No way. Can't be.
Those who have wedded themselves to this war, beginning with President Bush, prefer the figure 30,000 - a nice, safe number, apparently, which won't gum up the media. What's 30,000 dead? It's a few corpses past "whatever." It's Kankakee, Ill., Paducah, Ky., Hoboken, N.J. It is, in short - among the dwindling ranks of the gung-ho - a small price to pay for a war as important as this one.
So let's pause and absorb the number Bush and his apologizers are willing to concede: 30,000. Let it stand naked in the spotlight for a moment, out of the shadow of those six-figure estimates that make it seem trivial, and listen to the silent heartbeats:
"Khalid Ali Saleh, 72. My dad was shot by an American tank on April 7 as he was being driven to his house. He died instantly, and my cousin who was driving was injured. My cousin dragged herself out to get help but the car was shot at again by a 20mm tank gun and set ablaze with my dad still inside. . . .

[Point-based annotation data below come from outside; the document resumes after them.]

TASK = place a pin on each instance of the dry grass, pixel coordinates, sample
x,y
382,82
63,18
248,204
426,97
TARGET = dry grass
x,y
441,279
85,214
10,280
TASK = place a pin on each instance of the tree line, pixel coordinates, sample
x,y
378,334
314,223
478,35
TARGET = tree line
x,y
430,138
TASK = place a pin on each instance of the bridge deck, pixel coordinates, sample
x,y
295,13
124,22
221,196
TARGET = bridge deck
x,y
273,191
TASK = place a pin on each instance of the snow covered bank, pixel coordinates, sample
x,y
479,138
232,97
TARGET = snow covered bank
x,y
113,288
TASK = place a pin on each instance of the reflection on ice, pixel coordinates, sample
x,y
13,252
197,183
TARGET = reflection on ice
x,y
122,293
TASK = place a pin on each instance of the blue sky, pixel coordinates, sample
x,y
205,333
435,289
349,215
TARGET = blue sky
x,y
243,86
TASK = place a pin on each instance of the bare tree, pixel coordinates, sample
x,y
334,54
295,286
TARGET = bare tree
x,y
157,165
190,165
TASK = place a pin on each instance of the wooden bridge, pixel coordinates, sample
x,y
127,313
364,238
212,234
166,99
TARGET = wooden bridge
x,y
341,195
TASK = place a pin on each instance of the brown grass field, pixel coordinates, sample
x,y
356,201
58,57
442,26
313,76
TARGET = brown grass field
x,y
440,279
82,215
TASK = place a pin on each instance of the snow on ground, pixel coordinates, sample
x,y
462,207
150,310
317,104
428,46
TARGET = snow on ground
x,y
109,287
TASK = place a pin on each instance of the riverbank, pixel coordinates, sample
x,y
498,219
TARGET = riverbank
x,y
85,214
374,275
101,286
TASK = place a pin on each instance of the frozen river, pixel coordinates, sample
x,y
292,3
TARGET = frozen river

"Ali Nasaf, 6, was killed in a missile attack on the Bab al Muadan telephone exchange in Baghdad on March 31. His mother, Lamia, 31, (said): 'Even the doctors and nurses cried when he died. They remember him as the boy who played football in the streets and always laughed.'"
But few Americans - certainly none of those who still support this cynical, criminal war - are ready to hear the results of the study a team of researchers from Johns Hopkins University, in conjunction with Iraqi public-health scientists, conducted between May and July of this year.
These researchers risked their lives to visit 1,849 randomly selected households in 47 areas throughout Iraq, gathering data on household members who died since January 2002 (obtaining death certificates verifying more than 80 percent of the reported deaths). When the post-invasion death toll was compared against the pre-invasion death rate, the findings, extrapolated for the whole country, disclosed "excess" deaths - above the pre-invasion death rate - of between 400,000 and 900,000, with the likely total of excess, or war-related, deaths put at 650,000. The results were published last week in The Lancet.
And, of course, the study was dismissed - as "politics, not science," as "total crap" - by every stay-the-course zealot with a media forum.
Well, OK. Maybe they're right. Maybe the war we unleashed on Iraq has only wiped out Hoboken, not Boston or Milwaukee or San Francisco. Either way, it's an incalculable disaster. But if the researchers are right - and their methodology is standard, having been used without controversy to estimate deaths in war zones no one here cares about, e.g., Darfur, the Congo - the word for what we're facilitating in Iraq requires an upgrade, to "genocide" or "holocaust."
At the very least, it makes us "worse than Saddam," which is like being worse than Satan. I can see why supporters of this debacle are pedaling so furiously to rebut the study, but I'm not inclined to trust the objectivity of their criticisms.
In any case, something bigger is at stake in this struggle over numbers than passing blame. Richard Horton, editor of The Lancet, wrote in a courageous editorial following publication of the study:
"And finally, we can truthfully say that our foreign policy - based as it is on 19th-century notions of the nation-state - is long past its sell-by date. We need a new set of principles to govern our diplomacy and military strategy - principles that are based on the idea of human security and not national security, health and well-being and not economic self-interest and territorial ambition. The best hope we can have from our terrible misadventure in Iraq is that a new political and social movement will grow to overturn this politics of humiliation. We are one human family. Let's act like it."
This is not a marginal viewpoint. I'm positive it's a hope that most of us, from Hoboken to San Francisco, embrace, and I urge all those who do to stop embracing it in private.